Thursday 9 April 2009

Someone's painful road to Calvary

Life, as beautiful as it is, causes us to ask many questions. The life of faith, which can be just as beautiful, can also provoke the same reaction. For me, one of the greatest questions centres around the events that are remembered over the Easter weekend. The latter part of the celebrations, the resurrection, I actually have very little trouble with. It seems, in essence, a perfectly reasonable and (super-)natural way to end the story. It is, however, the events surrounding the cross that I find so hard. But I was reminded this week in a daily email subscription that the resurrection follows the crucifixion; it does not erase it.

So once again I am left asking the question, why did Jesus die? What was the meaning of his death? Although this is a topic I have wrestled with for many years it isn't foremost in my mind most of the time. But of course this time of year demands giving it some thought. (I did a little thinking last year too: Part 1 and Part 2).

Tonight I took along a book to my local coffeehouse that presents various views of the atonement (the meaning behind Christ's death) through history. For sometime now I have been wanting to study more about the idea of liberation and victory as a consequence of the cross. So I read a little about Irenaeus and his understanding of the atonement. This is a theory from the very early days of the church which grew in popularity up until medieval times, became almost extinct during the Enlightenment, but started to gain popularity again during the first half of the 20th Century through the work of Gustaf Aulen's book Christus Victor (ie. the victorious Christ). The theory goes something like this:

Whether through voluntary action or external coercion, human beings have "fallen" under the control of oppressive and dehumanising powers - typically described as sin, Satan and death. (The Bible presents this through the story of Adam and Eve and their willingness to submit to the seductive ways of the 'serpent'.) Therefore humanity forever struggles with the realisation that they too often do the things they know (somehow) that they shouldn't do, and too often don't do the things that they should.

Since people cannot free themselves from this cycle of being, Jesus Christ appears as the power of God to liberate human beings. God becoming incarnate (meaning 'in the flesh') was able to share in the life of his creation and become subject to those pressures and sufferings that all humans face - the ultimate pressure being death. But by going through death and into life (the resurrection) Christ is shown as victorious over all oppressive powers - even the sting of death.

By his life, death and resurrection, Jesus Christ inaugurates a new age and a new community of freedom, marked by inclusivity and equality. The Church is then meant to be the sign of this new age witnessing to the victory of God over the powers that attempt to pull us down.

I find this theory quite exciting, but very humbling. As the words Tim Rice put in the mouth of Jesus say, 'to conquer death you only have to die'.

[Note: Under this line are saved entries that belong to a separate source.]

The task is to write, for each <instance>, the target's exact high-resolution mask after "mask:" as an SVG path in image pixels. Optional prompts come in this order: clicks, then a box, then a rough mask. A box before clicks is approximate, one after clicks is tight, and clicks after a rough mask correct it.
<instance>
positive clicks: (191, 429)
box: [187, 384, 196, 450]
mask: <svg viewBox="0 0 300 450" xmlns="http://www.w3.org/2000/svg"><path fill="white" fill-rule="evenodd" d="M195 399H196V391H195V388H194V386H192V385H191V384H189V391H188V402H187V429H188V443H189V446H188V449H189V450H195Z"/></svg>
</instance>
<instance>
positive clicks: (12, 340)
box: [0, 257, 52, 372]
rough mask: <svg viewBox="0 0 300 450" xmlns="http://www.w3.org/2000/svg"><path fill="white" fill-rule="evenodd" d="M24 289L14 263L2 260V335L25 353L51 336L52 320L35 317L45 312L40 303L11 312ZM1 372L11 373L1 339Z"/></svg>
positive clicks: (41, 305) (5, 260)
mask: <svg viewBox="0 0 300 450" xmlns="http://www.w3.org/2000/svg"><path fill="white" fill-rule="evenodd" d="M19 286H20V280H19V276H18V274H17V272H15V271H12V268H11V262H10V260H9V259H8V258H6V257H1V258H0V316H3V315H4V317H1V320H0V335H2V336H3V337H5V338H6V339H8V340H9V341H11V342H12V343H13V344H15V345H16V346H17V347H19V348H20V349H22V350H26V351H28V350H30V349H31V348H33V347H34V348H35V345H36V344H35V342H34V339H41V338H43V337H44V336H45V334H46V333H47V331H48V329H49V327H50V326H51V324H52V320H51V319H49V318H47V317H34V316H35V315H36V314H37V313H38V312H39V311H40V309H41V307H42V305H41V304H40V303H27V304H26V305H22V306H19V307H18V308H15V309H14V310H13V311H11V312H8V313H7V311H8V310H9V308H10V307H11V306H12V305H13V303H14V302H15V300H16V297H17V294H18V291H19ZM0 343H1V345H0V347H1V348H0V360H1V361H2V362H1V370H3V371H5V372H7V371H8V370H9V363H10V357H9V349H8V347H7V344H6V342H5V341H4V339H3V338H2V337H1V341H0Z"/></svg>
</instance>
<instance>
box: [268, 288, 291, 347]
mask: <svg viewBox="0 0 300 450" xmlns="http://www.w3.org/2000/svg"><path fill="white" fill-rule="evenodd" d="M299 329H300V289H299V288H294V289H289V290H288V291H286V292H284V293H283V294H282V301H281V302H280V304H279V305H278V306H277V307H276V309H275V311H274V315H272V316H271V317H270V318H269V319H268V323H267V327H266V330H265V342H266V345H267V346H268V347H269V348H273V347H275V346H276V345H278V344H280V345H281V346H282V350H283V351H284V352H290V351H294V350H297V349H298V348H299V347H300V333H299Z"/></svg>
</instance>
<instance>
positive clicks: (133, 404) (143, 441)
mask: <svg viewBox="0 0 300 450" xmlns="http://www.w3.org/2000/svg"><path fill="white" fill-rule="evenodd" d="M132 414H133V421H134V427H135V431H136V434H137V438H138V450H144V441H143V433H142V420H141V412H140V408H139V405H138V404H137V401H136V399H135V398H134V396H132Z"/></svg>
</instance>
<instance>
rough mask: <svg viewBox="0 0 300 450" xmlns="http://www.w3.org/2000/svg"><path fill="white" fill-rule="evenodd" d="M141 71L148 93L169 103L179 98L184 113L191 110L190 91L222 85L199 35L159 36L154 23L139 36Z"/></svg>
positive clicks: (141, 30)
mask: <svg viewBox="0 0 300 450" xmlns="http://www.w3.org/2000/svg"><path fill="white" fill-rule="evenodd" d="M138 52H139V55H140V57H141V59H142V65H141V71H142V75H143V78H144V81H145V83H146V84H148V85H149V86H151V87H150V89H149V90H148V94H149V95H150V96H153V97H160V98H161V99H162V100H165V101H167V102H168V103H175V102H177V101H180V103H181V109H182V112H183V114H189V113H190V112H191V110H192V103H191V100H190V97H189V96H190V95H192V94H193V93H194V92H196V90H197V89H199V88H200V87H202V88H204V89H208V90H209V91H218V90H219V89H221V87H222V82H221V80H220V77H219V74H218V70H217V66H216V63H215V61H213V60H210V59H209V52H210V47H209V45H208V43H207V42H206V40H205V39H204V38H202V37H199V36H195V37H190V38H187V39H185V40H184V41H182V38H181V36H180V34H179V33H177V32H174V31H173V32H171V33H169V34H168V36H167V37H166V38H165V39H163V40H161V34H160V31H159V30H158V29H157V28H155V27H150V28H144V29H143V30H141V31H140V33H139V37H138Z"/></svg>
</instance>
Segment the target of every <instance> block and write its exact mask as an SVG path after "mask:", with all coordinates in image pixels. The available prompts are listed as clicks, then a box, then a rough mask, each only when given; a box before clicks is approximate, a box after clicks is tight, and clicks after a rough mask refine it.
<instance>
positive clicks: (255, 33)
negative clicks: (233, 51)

I want to explore this area further looking into the theology of liberation, but as I was reading and thinking about these things this evening it struck me that theology is all well and good, but is of little use if it can't be rooted in real life:

For the last few weeks now I have noticed a small group of people enter the coffeehouse at the same time each Thursday. Not always the same people, but certainly a core group of them that I have come to recognise. I had wondered why they always seemed to show up with such regularity, thinking that they must meet there first before heading out to a pub or club somewhere. This evening I figured out the opposite was true. It became apparent that they had all just come from a local AA meeting. One young man in particular seemed to be receiving some extra support as the others offered him various prayer cards, mini rosaries and good luck trinkets to help him in his sobriety.

What, I thought to myself, does Christ the Liberator say to that man? It seems a little too easy to say (and perhaps a little trite) that claiming the all sufficient power of God can free you from your addiction. While I believe that liberation is possible the process has to start somewhere. I soon contemplated that for that man, and for myself, it starts with a deep surrender of ourselves and the painful road to a cross where I may need to die to myself in order for a liberated life to arise.